No, not at all. Even when I used to go for internships while we were studying, we would be at the most boring of companies. I remember at one company, I had to get them toasted sandwiches while on duty. That was my job – to get them toasted mince sandwiches. But when I joined a company that was specialising in hotels and they said come through, come to Joburg, and I entered their beautiful offices and saw fresh flowers, I was blown away. I thought, wow, that’s me.
You’ve now also written a book titled “The Real Interior”. It’s published by Tracey McDonald publishers. The description on the back of the book says that it was sparked off by a LinkedIn notification that you received. Can you tell us more?

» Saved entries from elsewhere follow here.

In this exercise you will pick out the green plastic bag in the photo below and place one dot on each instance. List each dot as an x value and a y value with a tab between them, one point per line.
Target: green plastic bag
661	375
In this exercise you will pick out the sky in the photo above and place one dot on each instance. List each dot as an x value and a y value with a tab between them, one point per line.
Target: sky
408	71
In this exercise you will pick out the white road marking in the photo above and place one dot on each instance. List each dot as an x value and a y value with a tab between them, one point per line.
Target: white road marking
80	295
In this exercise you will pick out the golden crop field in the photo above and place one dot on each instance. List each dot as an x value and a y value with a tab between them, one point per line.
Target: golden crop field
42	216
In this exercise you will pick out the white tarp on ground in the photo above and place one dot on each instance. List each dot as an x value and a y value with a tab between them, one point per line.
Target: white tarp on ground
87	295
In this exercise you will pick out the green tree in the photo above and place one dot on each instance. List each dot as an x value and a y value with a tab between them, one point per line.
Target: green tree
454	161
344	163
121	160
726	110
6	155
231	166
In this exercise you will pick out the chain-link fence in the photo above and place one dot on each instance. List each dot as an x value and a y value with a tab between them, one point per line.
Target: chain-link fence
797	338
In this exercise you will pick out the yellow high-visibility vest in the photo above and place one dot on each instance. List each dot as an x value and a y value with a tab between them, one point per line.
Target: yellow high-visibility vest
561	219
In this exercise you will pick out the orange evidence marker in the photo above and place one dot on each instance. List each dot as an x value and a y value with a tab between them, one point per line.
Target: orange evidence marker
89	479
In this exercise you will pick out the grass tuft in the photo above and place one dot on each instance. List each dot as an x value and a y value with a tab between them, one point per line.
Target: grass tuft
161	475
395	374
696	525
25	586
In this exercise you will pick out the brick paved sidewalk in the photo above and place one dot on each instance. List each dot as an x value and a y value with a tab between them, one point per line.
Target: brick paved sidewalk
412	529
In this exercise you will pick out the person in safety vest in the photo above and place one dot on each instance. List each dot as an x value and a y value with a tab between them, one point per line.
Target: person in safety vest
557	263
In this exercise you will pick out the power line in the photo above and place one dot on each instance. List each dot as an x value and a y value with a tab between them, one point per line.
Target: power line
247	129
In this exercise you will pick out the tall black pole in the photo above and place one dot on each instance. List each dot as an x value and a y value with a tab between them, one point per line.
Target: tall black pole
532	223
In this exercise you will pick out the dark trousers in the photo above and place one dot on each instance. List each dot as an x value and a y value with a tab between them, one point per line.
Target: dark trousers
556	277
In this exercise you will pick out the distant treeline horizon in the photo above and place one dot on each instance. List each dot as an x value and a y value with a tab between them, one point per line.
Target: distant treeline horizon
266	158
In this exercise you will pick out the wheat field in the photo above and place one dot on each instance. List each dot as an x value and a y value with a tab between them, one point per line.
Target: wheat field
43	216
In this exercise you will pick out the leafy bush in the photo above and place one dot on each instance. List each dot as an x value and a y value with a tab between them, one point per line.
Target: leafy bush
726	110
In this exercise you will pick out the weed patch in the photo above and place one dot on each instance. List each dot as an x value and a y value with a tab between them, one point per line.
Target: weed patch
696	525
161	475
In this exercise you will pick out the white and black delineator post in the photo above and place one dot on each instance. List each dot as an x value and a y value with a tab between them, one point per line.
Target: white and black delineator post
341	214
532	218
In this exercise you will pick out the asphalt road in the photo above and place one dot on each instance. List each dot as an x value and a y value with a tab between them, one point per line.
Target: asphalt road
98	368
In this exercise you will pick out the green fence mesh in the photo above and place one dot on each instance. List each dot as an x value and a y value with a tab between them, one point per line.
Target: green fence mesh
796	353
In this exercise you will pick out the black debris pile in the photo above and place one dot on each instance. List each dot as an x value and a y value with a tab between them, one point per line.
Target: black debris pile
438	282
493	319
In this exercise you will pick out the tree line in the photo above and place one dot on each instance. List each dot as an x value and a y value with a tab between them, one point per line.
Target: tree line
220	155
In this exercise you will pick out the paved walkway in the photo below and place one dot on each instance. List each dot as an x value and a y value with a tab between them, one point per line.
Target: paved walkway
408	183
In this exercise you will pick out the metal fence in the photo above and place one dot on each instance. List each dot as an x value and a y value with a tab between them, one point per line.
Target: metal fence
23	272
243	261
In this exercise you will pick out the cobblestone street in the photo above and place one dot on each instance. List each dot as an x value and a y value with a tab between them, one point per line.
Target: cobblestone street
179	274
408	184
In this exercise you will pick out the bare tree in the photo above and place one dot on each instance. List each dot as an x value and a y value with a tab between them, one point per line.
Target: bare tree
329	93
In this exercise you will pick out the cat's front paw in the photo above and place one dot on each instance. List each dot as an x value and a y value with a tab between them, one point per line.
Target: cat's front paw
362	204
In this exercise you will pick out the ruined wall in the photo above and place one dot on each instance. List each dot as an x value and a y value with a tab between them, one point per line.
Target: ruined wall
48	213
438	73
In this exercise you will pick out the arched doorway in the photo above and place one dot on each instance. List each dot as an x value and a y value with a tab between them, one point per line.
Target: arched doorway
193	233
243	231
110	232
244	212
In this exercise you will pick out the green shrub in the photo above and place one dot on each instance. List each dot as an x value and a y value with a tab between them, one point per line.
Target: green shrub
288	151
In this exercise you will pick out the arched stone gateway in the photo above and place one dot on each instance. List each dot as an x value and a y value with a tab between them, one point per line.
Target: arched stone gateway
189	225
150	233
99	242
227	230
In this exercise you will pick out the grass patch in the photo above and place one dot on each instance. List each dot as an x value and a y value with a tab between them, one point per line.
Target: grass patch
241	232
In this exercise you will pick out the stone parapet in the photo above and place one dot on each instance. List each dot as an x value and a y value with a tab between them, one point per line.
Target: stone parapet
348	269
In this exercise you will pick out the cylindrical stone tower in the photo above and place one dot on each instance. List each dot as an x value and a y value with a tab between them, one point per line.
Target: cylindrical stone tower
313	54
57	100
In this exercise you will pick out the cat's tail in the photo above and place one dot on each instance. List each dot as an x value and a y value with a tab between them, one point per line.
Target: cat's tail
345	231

Yes, I always get LinkedIn notifications, but this one, in particular, hit me hard because it said, “Congratulations. You are 21 years in the industry!” And I thought ‘21 years’. It actually felt like I’d been doing it for maybe 9 years and then I thought, ‘What is there to celebrate if I’ve already been doing this for 21 years?’ That means everything went so fast and I couldn’t remember anything. So, I let it go, I hid the notification. I actually erased it. I didn’t tell anybody. I didn’t celebrate the 21 years. Then, a year later, I thought ‘Oh my, it’s gonna tell me again that 22 years had passed.’ I needed to do something to quickly remember before LinkedIn reminds me, so I thought let me just write a letter to myself and just a note on all the projects that I’ve been through – the highs, the lows, and the lessons learned and then I sent it to my social media person, to say try to put this on Instagram or on our website, and his response was “Oh, this is just too long. This is like a book. Why don’t you just write a book?” And I said – “Ah, good idea’. So, I started writing a book, then I just got into more detail about what the projects were. It was more like writing to the little girl in me who hadn’t had a chance to just take a breather and take this whole project or this whole career in. So I wrote to her to say, you know what, well done. By the time somebody says you’re 21 years in the industry, you want a 10-storey building with your own receptionist, and I thought, well that’s not success. Success is just that you showed up, you were there, and you went through the projects. With some of them, you did very well. With others, you went horribly wrong – and what did you learn from those experiences? I though, let me write that down and let me congratulate myself that I’m still here 21 years later and what more can I do in this exciting career?
And did you find it to be a cathartic experience, writing a book?
Oh, my word, I’m so free. This is the happiest I’ve been in my career… It’s almost the therapy that every businessperson needs. You need to take a moment in your life where you stop, you evaluate and then you continue. We get into this go, go, go, go, go, go, go, and then before you know it we’re all living the life that we completely hate. This allowed me to say, alright, let me do my own roadmap and see how I got here and what I need to do in moving forward. So it was the most beautiful experience and luckily for me my son had just found a new computer game, so he was able to absorb himself completely in that, giving me time to write my book.
For people that are reading the book, what do you hope they’ll get out of it?
That life is tough, but you’ll get through it. That not all of us are born understanding what we’re going to do in our life. I’m an interior designer who is transitioning, always trying to figure out what is my magic, and how do I connect with my clients – how do I connect with my life? And I think you get that from the book because you see all the different journeys that I’m taking, I’m trying this. I’m failing at that. I’m trying this. And then, at the end of the book there’s a very, sweet innocent message that learnt from it. Every project leads you to a further understanding of yourself.
Nthabi, thank you so much for taking the time to chat with me today.
Thank you so much, Gareth. I can’t wait for you to read it and let me know what you think.
Great, definitely will. Thank you. Thank you so much.